Two of Lancaster County’s three county commissioners said Tuesday that they favor using American Rescue Plan Act money to cover salary and benefit costs for staff hired since the pandemic.

Doing so helps every county taxpayer and would free up revenue for infrastructure projects such as the new prison, Commissioner Ray D’Agostino said.

Commissioner Josh Parsons concurred. Provided the county makes sure it’s staying within ARPA regulations and fully documents its expenditures, he said he would support the idea.

John Trescot, the sole Democrat among the three commissioners, dissented. Just because the county is allowed to spend ARPA on personnel doesn’t mean it should, he said.

Under the ARPA law and U.S. Treasury guidance, local governments that lost staff during the pandemic can use ARPA to bring their headcounts back to pre-pandemic levels, or even slightly above. The commissioners previously discussed the option of using the provision in September.

Director of Budget Services Patrick Mulligan told the commissioners Tuesday that a preliminary “snapshot” developed by his team, analyzing what would be allowable under the law, suggests that about 300 county hires would qualify. Their salary and benefits in 2022 total about $15.6 million.

Another $950,000 in personnel expenses in county agencies such as Children & Youth and Behavioral Health/Developmental services would qualify, too, bringing the total to $16.5 million.

D’Agostino directed Mulligan to firm up and finalize his findings, with a view to crafting legislation that the commissioners could act on by the end of the year. It would authorize reimbursements from ARPA for 2022; the county would have the option of doing the same thing in 2023 and 2024.

Trescot contended the county will be flouting the intent of ARPA if it moves forward. The provision in question was designed to help government entities that couldn’t make payroll due to pandemic-related revenue losses, but that wasn’t the case here, he said.

Given that prison construction isn’t an allowable ARPA expense, it feels “disingenuous” to fund the project indirectly by using ARPA to free up payroll dollars, he said.
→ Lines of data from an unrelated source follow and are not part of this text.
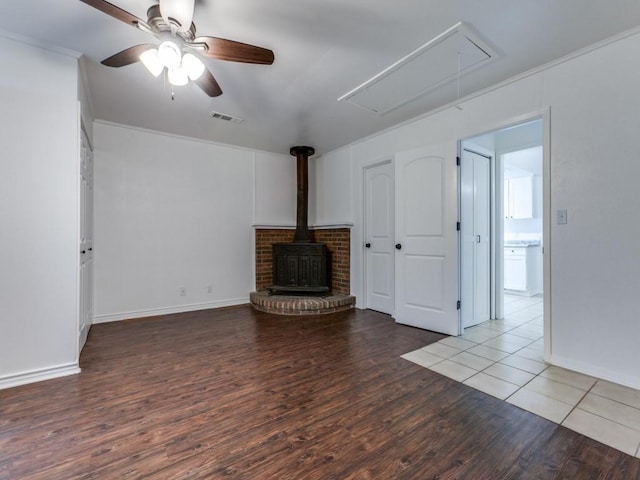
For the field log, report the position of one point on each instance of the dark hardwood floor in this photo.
(238, 394)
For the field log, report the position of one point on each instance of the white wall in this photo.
(172, 212)
(39, 213)
(329, 189)
(594, 108)
(275, 184)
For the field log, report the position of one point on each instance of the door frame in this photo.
(543, 114)
(466, 145)
(364, 167)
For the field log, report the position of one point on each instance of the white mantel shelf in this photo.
(311, 227)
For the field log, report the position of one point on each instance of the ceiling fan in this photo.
(170, 21)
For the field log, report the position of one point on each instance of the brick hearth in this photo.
(294, 305)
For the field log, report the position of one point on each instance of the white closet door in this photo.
(379, 238)
(427, 239)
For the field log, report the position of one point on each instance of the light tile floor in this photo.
(505, 359)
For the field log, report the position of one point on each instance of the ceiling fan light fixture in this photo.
(192, 66)
(178, 76)
(151, 60)
(178, 13)
(169, 54)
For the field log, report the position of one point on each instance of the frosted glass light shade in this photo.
(169, 54)
(178, 76)
(151, 60)
(193, 66)
(178, 13)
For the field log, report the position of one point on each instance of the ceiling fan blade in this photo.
(117, 13)
(208, 84)
(127, 56)
(233, 51)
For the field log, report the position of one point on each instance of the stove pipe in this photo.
(302, 155)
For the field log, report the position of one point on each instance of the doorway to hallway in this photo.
(502, 220)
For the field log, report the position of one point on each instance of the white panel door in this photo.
(379, 237)
(427, 239)
(475, 216)
(86, 241)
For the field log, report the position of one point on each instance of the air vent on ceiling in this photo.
(225, 117)
(454, 52)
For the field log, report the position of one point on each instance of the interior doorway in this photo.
(510, 200)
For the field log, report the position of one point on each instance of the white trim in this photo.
(328, 226)
(84, 79)
(38, 375)
(16, 37)
(116, 317)
(182, 137)
(595, 371)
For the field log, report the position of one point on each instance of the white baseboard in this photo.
(595, 371)
(38, 375)
(116, 317)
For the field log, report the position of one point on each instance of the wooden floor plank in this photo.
(238, 394)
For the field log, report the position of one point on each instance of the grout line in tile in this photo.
(579, 402)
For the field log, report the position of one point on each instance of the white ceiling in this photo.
(323, 49)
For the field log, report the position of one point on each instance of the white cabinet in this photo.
(518, 197)
(521, 269)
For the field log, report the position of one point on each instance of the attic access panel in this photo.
(430, 66)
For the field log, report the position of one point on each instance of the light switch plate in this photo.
(562, 217)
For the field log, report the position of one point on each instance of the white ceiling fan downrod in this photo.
(177, 14)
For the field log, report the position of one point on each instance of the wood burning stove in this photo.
(301, 267)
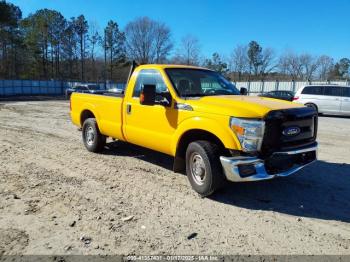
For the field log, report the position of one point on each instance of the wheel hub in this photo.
(90, 135)
(197, 167)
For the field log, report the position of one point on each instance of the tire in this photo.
(203, 167)
(93, 140)
(312, 106)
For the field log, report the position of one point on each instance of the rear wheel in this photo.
(93, 140)
(203, 167)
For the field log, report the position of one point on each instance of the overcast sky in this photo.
(315, 26)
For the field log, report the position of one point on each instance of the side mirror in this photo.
(243, 91)
(148, 95)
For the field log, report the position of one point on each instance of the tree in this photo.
(81, 28)
(114, 45)
(94, 39)
(254, 57)
(326, 66)
(148, 41)
(70, 49)
(216, 64)
(239, 60)
(343, 68)
(189, 51)
(42, 37)
(10, 39)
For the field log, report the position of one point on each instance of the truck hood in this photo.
(240, 106)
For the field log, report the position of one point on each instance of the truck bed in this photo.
(106, 108)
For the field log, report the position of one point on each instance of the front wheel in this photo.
(203, 167)
(93, 140)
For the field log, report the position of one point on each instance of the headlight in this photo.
(250, 133)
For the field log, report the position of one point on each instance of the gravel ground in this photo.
(57, 198)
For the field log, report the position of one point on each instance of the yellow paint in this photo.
(160, 128)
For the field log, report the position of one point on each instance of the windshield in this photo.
(199, 82)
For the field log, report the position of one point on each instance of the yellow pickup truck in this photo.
(214, 131)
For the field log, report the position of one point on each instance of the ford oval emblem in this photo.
(291, 131)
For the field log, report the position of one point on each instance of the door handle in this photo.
(128, 109)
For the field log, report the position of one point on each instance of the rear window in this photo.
(333, 91)
(313, 90)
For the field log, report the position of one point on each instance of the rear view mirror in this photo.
(148, 95)
(244, 91)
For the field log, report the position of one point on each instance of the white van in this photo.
(326, 99)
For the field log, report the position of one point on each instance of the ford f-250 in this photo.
(214, 131)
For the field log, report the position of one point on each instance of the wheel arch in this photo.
(201, 130)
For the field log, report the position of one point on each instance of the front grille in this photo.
(305, 119)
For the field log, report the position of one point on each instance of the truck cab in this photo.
(194, 114)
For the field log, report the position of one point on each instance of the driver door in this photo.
(150, 126)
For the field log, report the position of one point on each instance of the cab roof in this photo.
(164, 66)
He said the county should instead be seeking to use ARPA in the most impactful way possible.

There are always tradeoffs, D’Agostino responded: Funding infrastructure helps all taxpayers, and there will still be ARPA available for community projects.

Parsons and D’Agostino both said it’s appropriate to use federal dollars for county expenses because federal profligacy drove the inflation that the county is contending with. Trescot responded that the post-pandemic inflation is a worldwide phenomenon, suggesting that supply-chain and labor force disruptions are more to blame.

The county received $106 million from ARPA, of which $76.5 million remains. It has spent $20.5 million within county government and provided nearly $9 million for third-party community projects.